Key points from JPMorgan Equity Research Analyst Joseph Okleberry's recent note clients on the expansion of Google's CPA ad program (for a full-length .pdf version of this report, click here):
Google (NASDAQ:GOOG) announced Tuesday that it has expanded a beta test of a cost-per-action advertising model. See below for our takeaways:
• Google Expands CPA-based Ad Test. Google has been testing CPA-based advertisements in its content network on a limited basis since June 2006, but plans to expand the test to additional US-based advertisers over the next few weeks.
• Google May Quickly Become a Large Affiliate Marketer. Given Google’s expansive reach in the contextual ad market, and advertiser’s increasing preference for performance-based ad models, we believe the company could quickly become a significant affiliate partner for e-retailers and publishers. We believe the affiliate business is a natural extension for Google, and one which would help the company gain additional online ad share.
• Advertising Expenditure as Cost of Revenue. Under the test, advertisers pay Google each time an action is completed on their website. Examples of such actions include clickthroughs, leads, page views, or purchases. Both the price and the action are determined by the advertisers, and as such we believe advertisers will have virtually unlimited demand for CPA-based referrals.
• Success Could Lead to Rollout in Search Platform. If Google’s CPA model is successful, we believe the company would consider making it optional for search advertisers. Doing so would enable Google to help advertisers optimize conversion rates, which could in turn improve Google’s search monetization.

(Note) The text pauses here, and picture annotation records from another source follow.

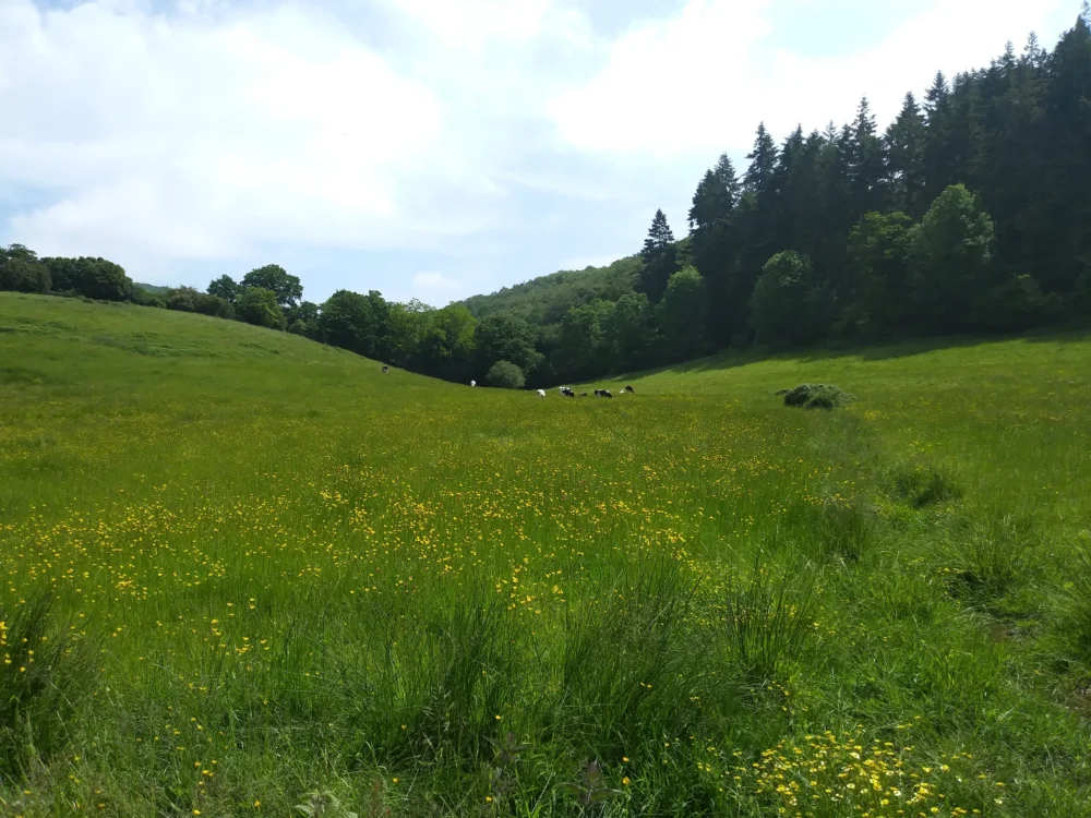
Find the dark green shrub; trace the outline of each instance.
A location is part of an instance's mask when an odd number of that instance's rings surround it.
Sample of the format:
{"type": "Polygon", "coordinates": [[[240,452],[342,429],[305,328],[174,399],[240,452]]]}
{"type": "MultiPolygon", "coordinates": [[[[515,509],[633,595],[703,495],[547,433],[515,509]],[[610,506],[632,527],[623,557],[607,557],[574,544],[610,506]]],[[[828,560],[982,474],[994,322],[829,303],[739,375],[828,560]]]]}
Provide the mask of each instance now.
{"type": "Polygon", "coordinates": [[[832,384],[800,384],[794,389],[781,389],[784,406],[801,406],[805,409],[837,409],[852,400],[853,396],[832,384]]]}
{"type": "Polygon", "coordinates": [[[284,329],[284,311],[277,303],[276,293],[262,287],[245,287],[235,302],[240,321],[271,329],[284,329]]]}
{"type": "Polygon", "coordinates": [[[501,389],[521,389],[527,383],[523,370],[511,361],[496,361],[489,370],[489,383],[501,389]]]}
{"type": "Polygon", "coordinates": [[[49,268],[34,258],[0,257],[0,290],[49,292],[49,268]]]}

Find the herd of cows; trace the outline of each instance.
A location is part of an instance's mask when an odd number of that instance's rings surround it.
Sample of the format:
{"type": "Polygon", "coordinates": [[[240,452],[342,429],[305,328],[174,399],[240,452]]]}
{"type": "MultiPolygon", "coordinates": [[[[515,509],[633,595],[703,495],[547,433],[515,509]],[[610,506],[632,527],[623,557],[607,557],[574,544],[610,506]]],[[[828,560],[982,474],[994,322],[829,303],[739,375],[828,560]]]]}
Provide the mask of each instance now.
{"type": "MultiPolygon", "coordinates": [[[[387,373],[389,373],[389,371],[391,371],[389,366],[383,366],[383,374],[384,375],[387,374],[387,373]]],[[[470,386],[477,386],[477,381],[470,381],[470,386]]],[[[590,394],[590,393],[583,392],[579,395],[576,395],[576,393],[573,392],[572,389],[570,389],[567,386],[561,386],[561,387],[559,387],[558,392],[560,392],[566,398],[575,398],[575,397],[586,398],[590,394]]],[[[633,393],[636,392],[636,389],[634,389],[632,386],[626,386],[624,389],[621,390],[621,394],[624,395],[626,392],[632,395],[633,393]]],[[[544,389],[537,389],[537,393],[538,393],[538,397],[540,397],[540,398],[544,398],[546,397],[546,390],[544,389]]],[[[597,398],[612,398],[613,395],[611,394],[610,389],[596,389],[595,390],[595,397],[597,397],[597,398]]]]}
{"type": "MultiPolygon", "coordinates": [[[[473,385],[473,382],[471,381],[470,382],[470,386],[472,386],[472,385],[473,385]]],[[[586,392],[582,392],[577,396],[576,393],[573,392],[572,389],[570,389],[567,386],[561,386],[561,387],[559,387],[558,392],[560,392],[566,398],[575,398],[575,397],[586,398],[588,396],[588,394],[589,394],[589,393],[586,393],[586,392]]],[[[626,386],[624,389],[621,390],[621,394],[624,395],[626,392],[630,393],[630,394],[633,394],[634,392],[636,392],[636,389],[634,389],[632,386],[626,386]]],[[[544,398],[546,397],[546,390],[544,389],[538,389],[538,397],[544,398]]],[[[610,392],[610,389],[596,389],[595,390],[595,397],[597,397],[597,398],[612,398],[613,394],[610,392]]]]}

Valuation and Rating Analysis
We believe GOOG shares are fundamentally attractive due to secular industry growth trends, improving fundamentals in the international market, and expansion of new product categories such as contextual advertising and local search. On an EV/EBITDA basis, GOOG trades at 18.5x our F’07 EBITDA estimate of $6.9B, compared to its large cap Internet peers, which trade at 16.7x. Given that Google is growing significantly faster, we believe it deserves a premium. We reiterate our Overweight rating.
Risks to Our Rating
Google has experienced very fast revenue growth over the past few years. Our Overweight rating is based on the assumption that Google will continue to be the market leader in the paid search space and will continue to enjoy strong revenue growth. If the content publishers like Yahoo! and Microsoft are able to gain market share through user defection from Google’s user base, then our rating could be too optimistic. However, we have not seen any trends that would support this argument thus far.
Our Overweight rating is also predicated on the company’s success in the international market. If the company cannot successfully build out a larger international advertising base, the company will not be able to increase its monetization rate abroad. Additionally, as Google continues to expand its business internationally, it may face regulatory hurdles that make the business climate less hospitable and potentially less profitable than the markets in which it currently operates.